Now I downloaded this book PDF on personal finance by Keith Redhead. Don't really know much about the author, and besides, I just searched for books on finance on these free sites that let you download them and read.
"I hope that's not illegal"?
Keith Redhead is Principal Lecturer in the Department of Economics, Finance and Accounting at Coventry University Business School. He is also the author of Introducing Investments: A Personal Finance Approach and Financial Derivatives: An Introduction to Futures, Forwards, Options and Swaps.
Pedigree looks like some good experienced person to listen to, right? 🙄
To The Book
It opens up by talking about the fact that financial principles are not a one-size-fits-all thing. There are theories, and basically what one believes in and works for them may not necessarily work for another due to several factors. So yeah, this is why in any blog about investing and finance I write or will write, I state that it's just my opinion and not concrete financial advice you should follow or else you'll fail. You can go a different route and make it big time and vice versa.
Haha, Trust your gut
No don't do that, learn and read a lot and make some sound decisions.
Two Theories are discussed
Well, I kinda knew this, since it's just logical but didn't know they were schools of thought when it comes to finance.
The Traditional and the Behavioral.
> "One of the reasons for ambiguity is the existence of differences in opinion. There is, in particular, a dichotomy between two schools of thought. One school is known as the traditional or neoclassical tradition (but which could be referred to as the arbitrage–optimization tradition). According to this school of thought, most people act rationally (or nearly so) and financial markets allow them to do so. Markets are expected to be accessible and investors should have equal access to information. Arbitrage and optimization are important concepts in this tradition. The returns from investments are expected to be no more, nor less, than fair compensation for delaying expenditure and accepting risk. This is probably the dominant school of thought amongst academics."
And then
> "The main alternative school of thought is referred to as behavioral. According to this approach, people are frequently irrational and financial markets do not always provide conditions that permit rational investors to fully achieve their objectives. Sentiment plays a large part in this tradition. Practitioners are often more comfortable with this school of thought."

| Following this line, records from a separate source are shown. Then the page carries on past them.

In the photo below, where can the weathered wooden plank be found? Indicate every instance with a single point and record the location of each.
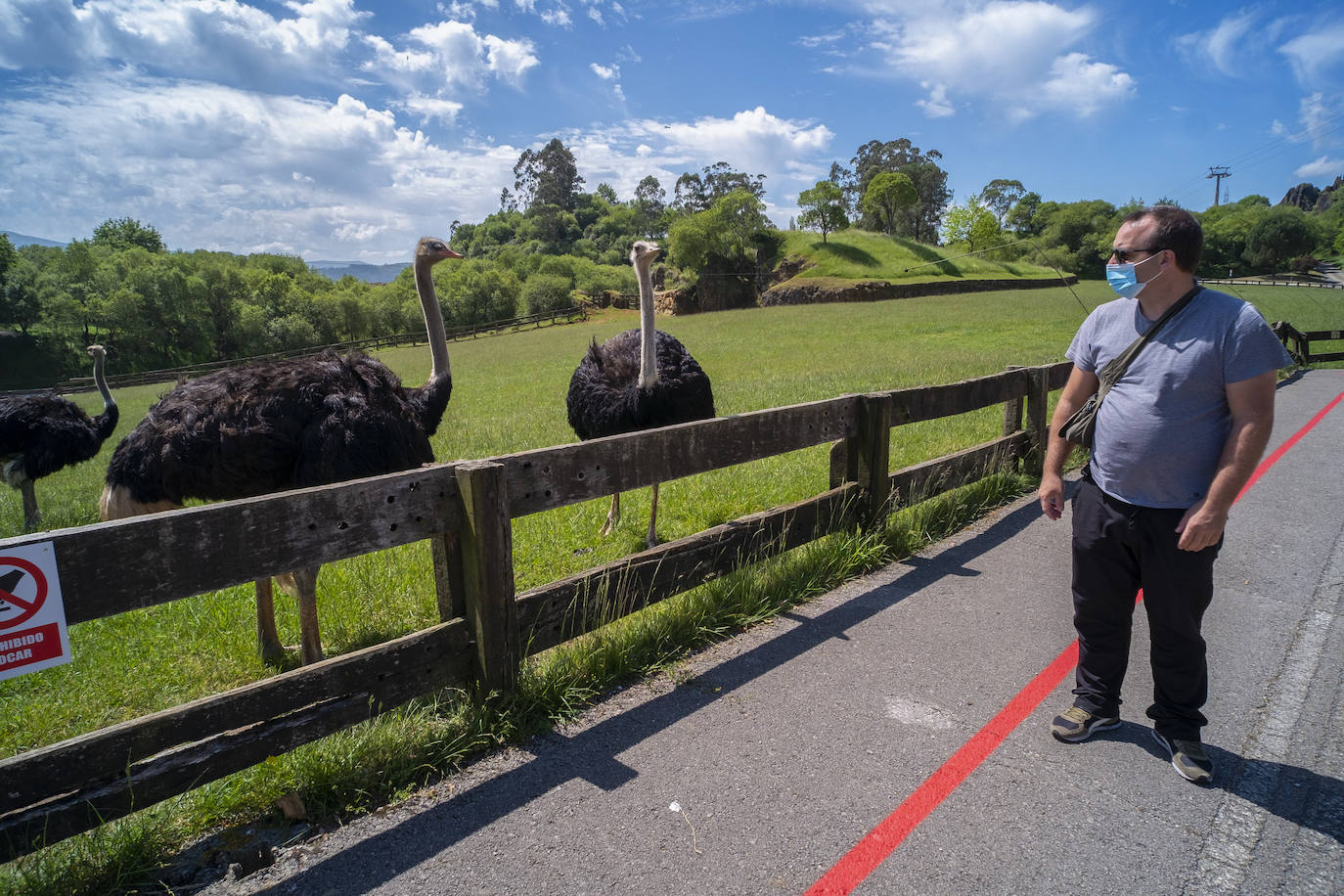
(175, 773)
(922, 481)
(387, 675)
(931, 402)
(488, 574)
(112, 567)
(1056, 375)
(562, 610)
(570, 473)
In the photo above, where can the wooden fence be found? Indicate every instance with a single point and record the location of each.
(171, 374)
(1298, 344)
(466, 510)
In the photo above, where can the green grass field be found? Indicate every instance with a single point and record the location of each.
(510, 396)
(856, 254)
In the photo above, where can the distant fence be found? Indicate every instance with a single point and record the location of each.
(171, 374)
(1298, 344)
(1275, 283)
(466, 511)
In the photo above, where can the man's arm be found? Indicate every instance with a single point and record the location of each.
(1251, 403)
(1080, 387)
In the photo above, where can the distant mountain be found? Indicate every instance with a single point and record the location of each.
(367, 273)
(23, 240)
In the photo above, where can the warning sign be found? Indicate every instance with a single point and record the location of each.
(32, 618)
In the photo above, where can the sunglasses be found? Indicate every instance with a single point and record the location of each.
(1125, 255)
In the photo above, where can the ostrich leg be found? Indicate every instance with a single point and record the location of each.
(268, 640)
(653, 515)
(613, 516)
(31, 516)
(311, 640)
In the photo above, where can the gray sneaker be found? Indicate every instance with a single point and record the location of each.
(1189, 759)
(1077, 724)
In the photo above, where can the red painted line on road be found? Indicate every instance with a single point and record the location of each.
(870, 852)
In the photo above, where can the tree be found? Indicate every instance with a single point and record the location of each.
(723, 231)
(547, 176)
(1021, 216)
(823, 207)
(699, 193)
(122, 233)
(970, 223)
(887, 195)
(1281, 234)
(1000, 195)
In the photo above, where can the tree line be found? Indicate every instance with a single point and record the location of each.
(549, 241)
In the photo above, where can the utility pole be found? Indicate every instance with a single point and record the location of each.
(1218, 172)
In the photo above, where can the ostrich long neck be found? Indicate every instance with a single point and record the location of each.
(433, 319)
(103, 384)
(648, 332)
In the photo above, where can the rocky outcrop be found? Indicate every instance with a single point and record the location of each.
(875, 291)
(1304, 197)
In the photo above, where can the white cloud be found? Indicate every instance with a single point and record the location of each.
(937, 105)
(450, 53)
(1322, 166)
(1226, 46)
(322, 179)
(1316, 54)
(219, 39)
(1013, 55)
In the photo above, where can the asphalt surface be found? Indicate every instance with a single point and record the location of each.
(758, 765)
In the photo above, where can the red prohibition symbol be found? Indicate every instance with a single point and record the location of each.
(25, 607)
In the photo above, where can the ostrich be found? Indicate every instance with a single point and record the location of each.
(637, 381)
(40, 434)
(285, 425)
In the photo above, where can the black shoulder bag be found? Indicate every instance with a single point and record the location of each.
(1081, 425)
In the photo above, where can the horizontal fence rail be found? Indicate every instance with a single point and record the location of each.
(464, 510)
(1298, 344)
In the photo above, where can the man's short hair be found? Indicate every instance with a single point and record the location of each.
(1175, 229)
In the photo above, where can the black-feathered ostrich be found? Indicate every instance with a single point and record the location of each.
(40, 434)
(285, 425)
(637, 381)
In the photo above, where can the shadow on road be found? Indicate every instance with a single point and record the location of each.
(592, 754)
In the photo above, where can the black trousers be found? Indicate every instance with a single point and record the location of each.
(1120, 548)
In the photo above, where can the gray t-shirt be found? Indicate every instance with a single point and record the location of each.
(1163, 426)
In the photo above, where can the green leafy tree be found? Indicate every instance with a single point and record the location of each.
(726, 231)
(1279, 236)
(1021, 216)
(970, 223)
(1000, 195)
(122, 233)
(887, 197)
(823, 208)
(547, 176)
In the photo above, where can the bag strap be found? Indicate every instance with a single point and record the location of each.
(1117, 366)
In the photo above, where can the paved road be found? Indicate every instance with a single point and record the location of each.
(757, 766)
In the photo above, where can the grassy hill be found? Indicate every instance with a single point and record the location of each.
(862, 255)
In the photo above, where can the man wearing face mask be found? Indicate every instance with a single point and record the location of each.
(1176, 438)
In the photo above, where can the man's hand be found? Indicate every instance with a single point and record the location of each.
(1052, 495)
(1200, 527)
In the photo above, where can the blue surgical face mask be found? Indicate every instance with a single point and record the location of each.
(1124, 280)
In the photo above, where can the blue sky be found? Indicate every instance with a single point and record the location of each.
(345, 129)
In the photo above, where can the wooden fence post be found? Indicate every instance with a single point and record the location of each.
(1038, 399)
(872, 458)
(487, 551)
(1012, 409)
(446, 550)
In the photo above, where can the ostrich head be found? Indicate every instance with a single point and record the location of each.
(433, 250)
(644, 248)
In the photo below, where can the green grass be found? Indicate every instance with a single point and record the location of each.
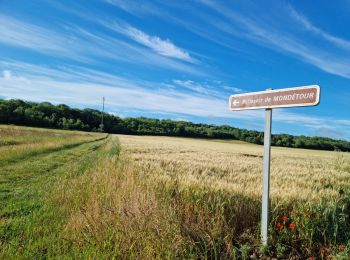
(75, 195)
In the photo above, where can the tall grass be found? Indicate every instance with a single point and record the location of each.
(165, 198)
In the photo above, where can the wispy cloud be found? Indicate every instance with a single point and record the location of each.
(200, 88)
(270, 36)
(80, 86)
(307, 24)
(234, 89)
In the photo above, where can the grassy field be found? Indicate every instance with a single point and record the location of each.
(66, 194)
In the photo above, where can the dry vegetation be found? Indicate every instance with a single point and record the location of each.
(161, 198)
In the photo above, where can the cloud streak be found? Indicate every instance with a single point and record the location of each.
(78, 44)
(163, 47)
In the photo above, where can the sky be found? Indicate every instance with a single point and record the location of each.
(180, 60)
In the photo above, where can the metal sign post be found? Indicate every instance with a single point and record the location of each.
(290, 97)
(266, 178)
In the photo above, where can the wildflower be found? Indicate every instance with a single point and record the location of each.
(285, 219)
(279, 226)
(341, 247)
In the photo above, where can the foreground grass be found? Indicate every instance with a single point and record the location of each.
(159, 197)
(30, 223)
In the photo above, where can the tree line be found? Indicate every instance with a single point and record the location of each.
(61, 116)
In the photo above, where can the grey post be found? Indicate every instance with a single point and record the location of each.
(266, 177)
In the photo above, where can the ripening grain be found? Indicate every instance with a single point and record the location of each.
(237, 167)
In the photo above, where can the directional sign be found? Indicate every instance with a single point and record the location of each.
(288, 97)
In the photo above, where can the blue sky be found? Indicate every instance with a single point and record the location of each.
(180, 59)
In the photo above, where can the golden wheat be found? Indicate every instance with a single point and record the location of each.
(237, 167)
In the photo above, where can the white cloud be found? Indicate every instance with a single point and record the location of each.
(6, 74)
(235, 90)
(301, 19)
(195, 87)
(163, 47)
(74, 43)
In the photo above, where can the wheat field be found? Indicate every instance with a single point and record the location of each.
(236, 166)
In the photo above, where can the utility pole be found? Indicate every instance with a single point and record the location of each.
(103, 110)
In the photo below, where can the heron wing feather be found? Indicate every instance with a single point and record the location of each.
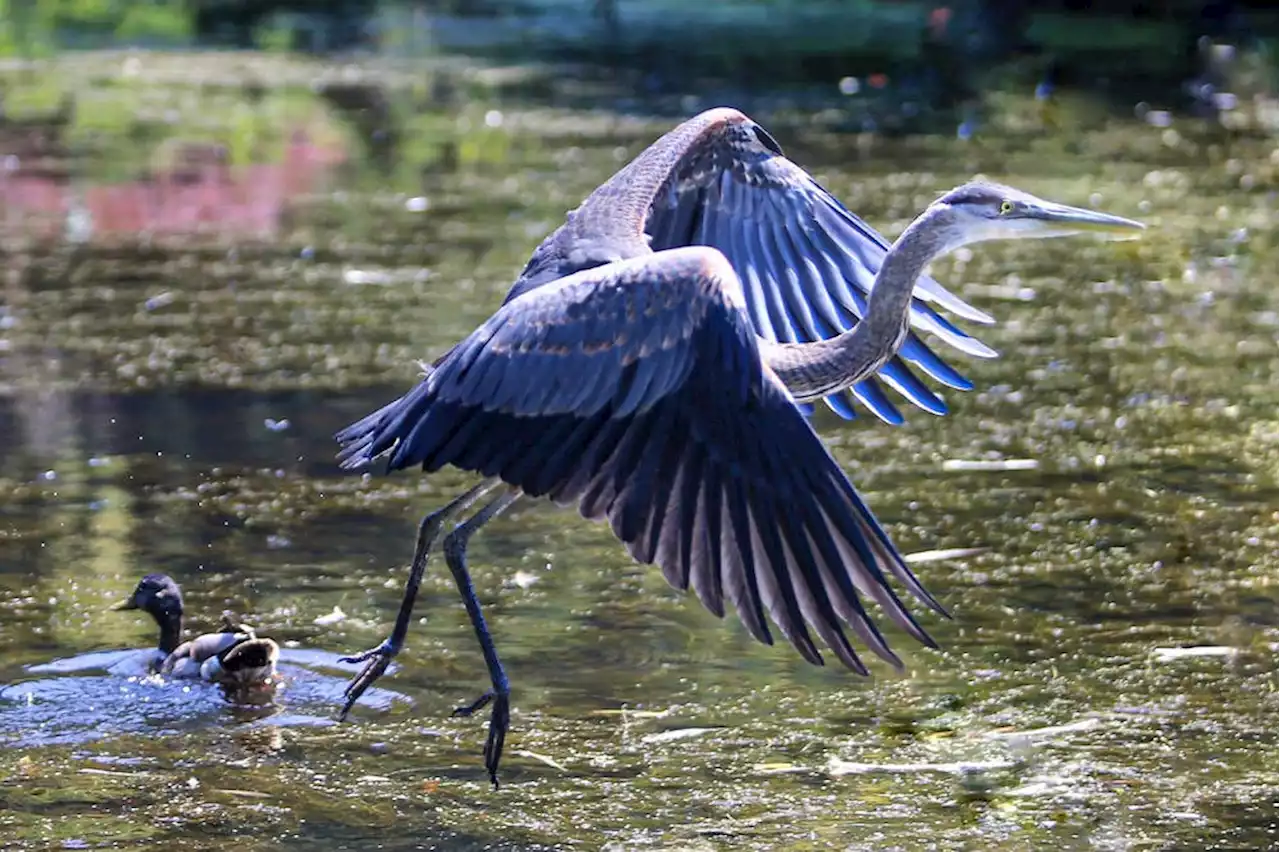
(690, 448)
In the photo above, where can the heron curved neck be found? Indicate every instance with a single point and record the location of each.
(814, 370)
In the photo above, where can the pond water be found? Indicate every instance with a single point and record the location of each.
(168, 404)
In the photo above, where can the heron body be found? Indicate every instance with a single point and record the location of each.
(650, 366)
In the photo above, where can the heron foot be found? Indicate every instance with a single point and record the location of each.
(499, 722)
(376, 659)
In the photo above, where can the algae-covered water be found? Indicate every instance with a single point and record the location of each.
(168, 390)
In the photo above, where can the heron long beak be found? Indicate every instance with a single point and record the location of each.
(1079, 220)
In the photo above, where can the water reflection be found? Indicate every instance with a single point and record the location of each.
(129, 700)
(142, 435)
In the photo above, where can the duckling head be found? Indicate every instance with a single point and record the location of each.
(160, 598)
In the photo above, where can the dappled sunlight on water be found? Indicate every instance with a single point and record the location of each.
(1137, 395)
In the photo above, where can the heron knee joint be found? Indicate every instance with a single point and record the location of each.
(456, 544)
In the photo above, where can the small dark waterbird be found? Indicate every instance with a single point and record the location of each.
(652, 365)
(234, 656)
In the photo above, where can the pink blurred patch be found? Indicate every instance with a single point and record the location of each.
(190, 198)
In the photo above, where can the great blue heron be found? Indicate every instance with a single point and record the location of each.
(649, 366)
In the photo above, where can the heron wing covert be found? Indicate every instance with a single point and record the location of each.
(636, 390)
(807, 262)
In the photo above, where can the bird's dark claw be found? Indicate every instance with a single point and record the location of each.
(499, 722)
(378, 659)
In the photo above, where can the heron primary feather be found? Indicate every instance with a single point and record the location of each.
(640, 385)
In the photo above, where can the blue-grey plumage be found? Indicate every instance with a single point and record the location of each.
(745, 500)
(720, 179)
(643, 392)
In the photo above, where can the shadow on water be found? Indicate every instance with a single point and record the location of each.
(170, 406)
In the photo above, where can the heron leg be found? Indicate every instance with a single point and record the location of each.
(456, 555)
(380, 656)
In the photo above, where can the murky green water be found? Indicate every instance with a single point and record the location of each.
(137, 381)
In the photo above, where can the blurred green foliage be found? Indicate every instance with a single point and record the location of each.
(35, 27)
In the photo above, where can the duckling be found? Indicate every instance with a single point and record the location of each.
(233, 656)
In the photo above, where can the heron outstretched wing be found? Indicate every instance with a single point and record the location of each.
(636, 392)
(807, 262)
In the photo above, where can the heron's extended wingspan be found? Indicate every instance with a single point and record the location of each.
(807, 264)
(636, 390)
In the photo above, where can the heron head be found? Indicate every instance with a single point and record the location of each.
(978, 211)
(158, 595)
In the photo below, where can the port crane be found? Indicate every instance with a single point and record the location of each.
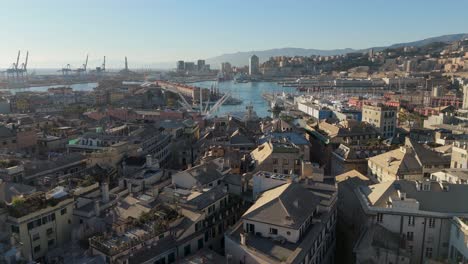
(66, 70)
(103, 66)
(24, 66)
(85, 65)
(16, 72)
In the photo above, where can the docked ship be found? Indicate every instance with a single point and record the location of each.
(241, 78)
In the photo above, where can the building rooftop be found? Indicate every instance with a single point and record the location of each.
(288, 205)
(442, 198)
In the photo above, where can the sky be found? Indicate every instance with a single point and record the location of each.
(154, 32)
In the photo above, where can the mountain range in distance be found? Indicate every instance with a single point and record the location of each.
(242, 58)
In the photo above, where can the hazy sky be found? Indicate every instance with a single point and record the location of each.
(152, 31)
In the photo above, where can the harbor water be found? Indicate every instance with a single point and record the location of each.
(248, 93)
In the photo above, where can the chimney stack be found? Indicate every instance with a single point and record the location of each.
(149, 161)
(243, 238)
(97, 208)
(105, 192)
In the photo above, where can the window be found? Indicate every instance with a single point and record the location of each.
(379, 218)
(251, 228)
(273, 231)
(171, 258)
(161, 261)
(428, 252)
(187, 250)
(37, 249)
(200, 243)
(409, 236)
(36, 237)
(15, 229)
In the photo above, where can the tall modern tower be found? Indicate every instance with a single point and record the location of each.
(254, 65)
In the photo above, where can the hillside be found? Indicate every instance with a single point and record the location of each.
(242, 58)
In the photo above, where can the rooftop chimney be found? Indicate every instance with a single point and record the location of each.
(105, 192)
(243, 238)
(149, 161)
(97, 208)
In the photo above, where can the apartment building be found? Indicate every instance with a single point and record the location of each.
(290, 223)
(383, 118)
(413, 161)
(459, 155)
(41, 222)
(419, 213)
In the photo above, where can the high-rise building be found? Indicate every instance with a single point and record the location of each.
(465, 96)
(180, 66)
(201, 65)
(383, 118)
(226, 67)
(254, 65)
(189, 66)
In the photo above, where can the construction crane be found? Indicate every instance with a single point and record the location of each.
(24, 66)
(16, 64)
(85, 65)
(103, 66)
(12, 72)
(66, 70)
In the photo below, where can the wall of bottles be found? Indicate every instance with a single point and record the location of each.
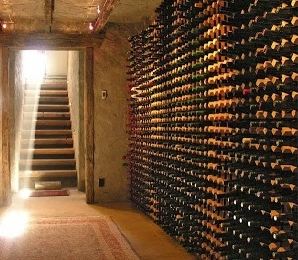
(213, 126)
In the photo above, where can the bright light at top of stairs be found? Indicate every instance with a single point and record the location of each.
(34, 64)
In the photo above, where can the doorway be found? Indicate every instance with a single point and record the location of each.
(46, 73)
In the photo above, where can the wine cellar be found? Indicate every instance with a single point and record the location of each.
(213, 126)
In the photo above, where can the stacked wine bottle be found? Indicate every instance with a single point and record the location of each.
(213, 126)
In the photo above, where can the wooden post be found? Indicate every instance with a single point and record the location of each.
(5, 127)
(89, 125)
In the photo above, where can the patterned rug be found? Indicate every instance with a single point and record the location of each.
(78, 238)
(47, 193)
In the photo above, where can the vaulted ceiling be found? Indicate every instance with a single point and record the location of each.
(70, 16)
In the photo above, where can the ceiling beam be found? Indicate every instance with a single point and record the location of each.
(105, 11)
(48, 13)
(50, 40)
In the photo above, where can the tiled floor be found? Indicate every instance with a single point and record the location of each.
(145, 237)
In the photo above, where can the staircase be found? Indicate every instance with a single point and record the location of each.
(47, 152)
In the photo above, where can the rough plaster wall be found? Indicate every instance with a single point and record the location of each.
(1, 178)
(17, 84)
(110, 138)
(75, 93)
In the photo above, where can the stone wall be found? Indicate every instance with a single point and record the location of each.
(110, 138)
(17, 84)
(75, 82)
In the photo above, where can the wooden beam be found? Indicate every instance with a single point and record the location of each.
(48, 14)
(89, 125)
(5, 127)
(105, 11)
(50, 40)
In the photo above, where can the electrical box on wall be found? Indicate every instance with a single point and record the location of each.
(101, 182)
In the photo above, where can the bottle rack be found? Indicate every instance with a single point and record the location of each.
(213, 126)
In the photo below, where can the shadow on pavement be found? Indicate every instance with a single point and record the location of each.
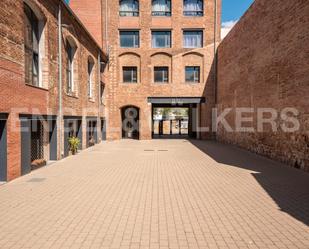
(287, 186)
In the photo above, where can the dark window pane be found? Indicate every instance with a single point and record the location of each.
(130, 74)
(129, 8)
(161, 39)
(193, 74)
(192, 39)
(70, 56)
(161, 74)
(193, 7)
(129, 39)
(161, 8)
(31, 44)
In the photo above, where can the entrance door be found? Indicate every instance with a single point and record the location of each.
(171, 121)
(3, 151)
(130, 122)
(37, 149)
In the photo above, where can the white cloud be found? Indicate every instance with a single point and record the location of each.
(226, 27)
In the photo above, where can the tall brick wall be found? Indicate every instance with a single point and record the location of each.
(18, 98)
(90, 13)
(263, 63)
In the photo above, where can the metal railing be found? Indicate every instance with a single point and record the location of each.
(161, 13)
(129, 13)
(193, 13)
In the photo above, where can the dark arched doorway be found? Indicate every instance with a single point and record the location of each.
(130, 122)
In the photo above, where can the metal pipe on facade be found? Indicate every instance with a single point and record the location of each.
(60, 78)
(215, 51)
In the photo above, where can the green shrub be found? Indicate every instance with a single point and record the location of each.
(74, 144)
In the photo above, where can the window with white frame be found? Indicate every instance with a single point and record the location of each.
(129, 74)
(70, 52)
(102, 88)
(90, 83)
(192, 74)
(32, 47)
(129, 39)
(161, 39)
(160, 74)
(161, 8)
(128, 8)
(193, 7)
(193, 39)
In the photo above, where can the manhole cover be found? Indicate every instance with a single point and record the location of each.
(37, 180)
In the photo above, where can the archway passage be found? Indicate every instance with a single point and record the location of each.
(130, 122)
(175, 117)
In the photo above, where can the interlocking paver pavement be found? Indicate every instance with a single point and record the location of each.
(157, 194)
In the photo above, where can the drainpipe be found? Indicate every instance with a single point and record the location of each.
(60, 79)
(215, 51)
(99, 96)
(215, 57)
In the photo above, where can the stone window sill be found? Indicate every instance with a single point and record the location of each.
(72, 95)
(37, 87)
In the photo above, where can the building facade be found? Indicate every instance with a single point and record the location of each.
(47, 94)
(161, 54)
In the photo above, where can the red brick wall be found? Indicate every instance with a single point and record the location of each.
(18, 98)
(263, 63)
(119, 94)
(90, 13)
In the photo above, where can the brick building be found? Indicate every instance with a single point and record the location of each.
(34, 123)
(161, 54)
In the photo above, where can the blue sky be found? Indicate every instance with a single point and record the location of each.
(233, 9)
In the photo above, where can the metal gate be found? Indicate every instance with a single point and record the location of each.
(37, 134)
(3, 151)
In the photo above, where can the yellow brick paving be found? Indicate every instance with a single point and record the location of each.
(158, 194)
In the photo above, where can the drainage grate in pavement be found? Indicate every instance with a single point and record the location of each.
(37, 180)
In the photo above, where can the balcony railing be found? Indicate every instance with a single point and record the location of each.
(161, 13)
(193, 13)
(129, 13)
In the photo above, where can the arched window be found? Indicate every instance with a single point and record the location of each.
(161, 8)
(90, 76)
(32, 51)
(193, 7)
(70, 52)
(128, 8)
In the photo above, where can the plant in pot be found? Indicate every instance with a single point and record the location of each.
(74, 144)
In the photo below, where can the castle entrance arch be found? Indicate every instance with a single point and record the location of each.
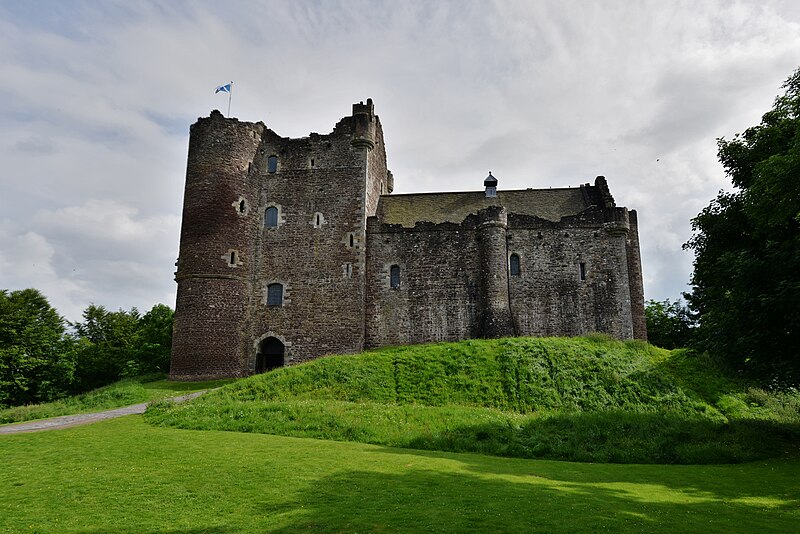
(270, 355)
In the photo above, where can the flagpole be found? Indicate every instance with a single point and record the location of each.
(229, 99)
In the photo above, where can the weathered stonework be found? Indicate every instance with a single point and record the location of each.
(255, 293)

Just based on this little information, you will realize upfront that there can be more than one answer to a single question when it comes to finance. And yeah, since I'm a practitioner, I lean more toward the behavioral school of thought. You may look at charts, and find "fixes in the game" and it works for you. I may watch Donald Trump give some good news about a Bitcoin reserve and that tells me it's gonna pump and it works for me. Again, you may rationalize the charts and at some times you thought based on all parameters given, it should go a certain direction and it does. I may also predict that during Trump's inauguration, the market is gonna bull run and it doesn't because I don't control what Trump will say or not say, and how people respond to it.
The Nvidia Case
Yesterday during our AMA, Khal opened up by talking about this whole Deepseek AI tech thing, and how it affected the price of Nvidia drastically. I made a funny comment that Nvidia stocks acted like a meme coin for a while.
https://inleo.io/threads/view/falcon97/re-khaleelkazi-tcpd8kjy?referral=falcon97
It lost 500 billion dollars in a day. Worse than a meme coin for sure. Hey, let's not laugh about this, that's people's investment. But all that was due to sentiments. This affects the traditional thinker. You didn't expect Deepseek to pull that card (whether they're factual about the news or not). And as Khal shared his view, the market overreacted to this whole thing and I fully agree. Will talk more about that in a separate blog.
Clearly you see in these examples that what works can fail when it comes to finances. That's also why we need to accept that both views are correct based on instances. This is also a factor that makes investments a risk. Not just investment, everything about life is risky. A motivational speaker (Jim Rohn) once said, "the moment you're born it's risky. All of life is risky, and nobody gets out alive."
So it's advisable to approach finance with an open mind. I will leave it here and continue in my next blog. Thanks for reading man.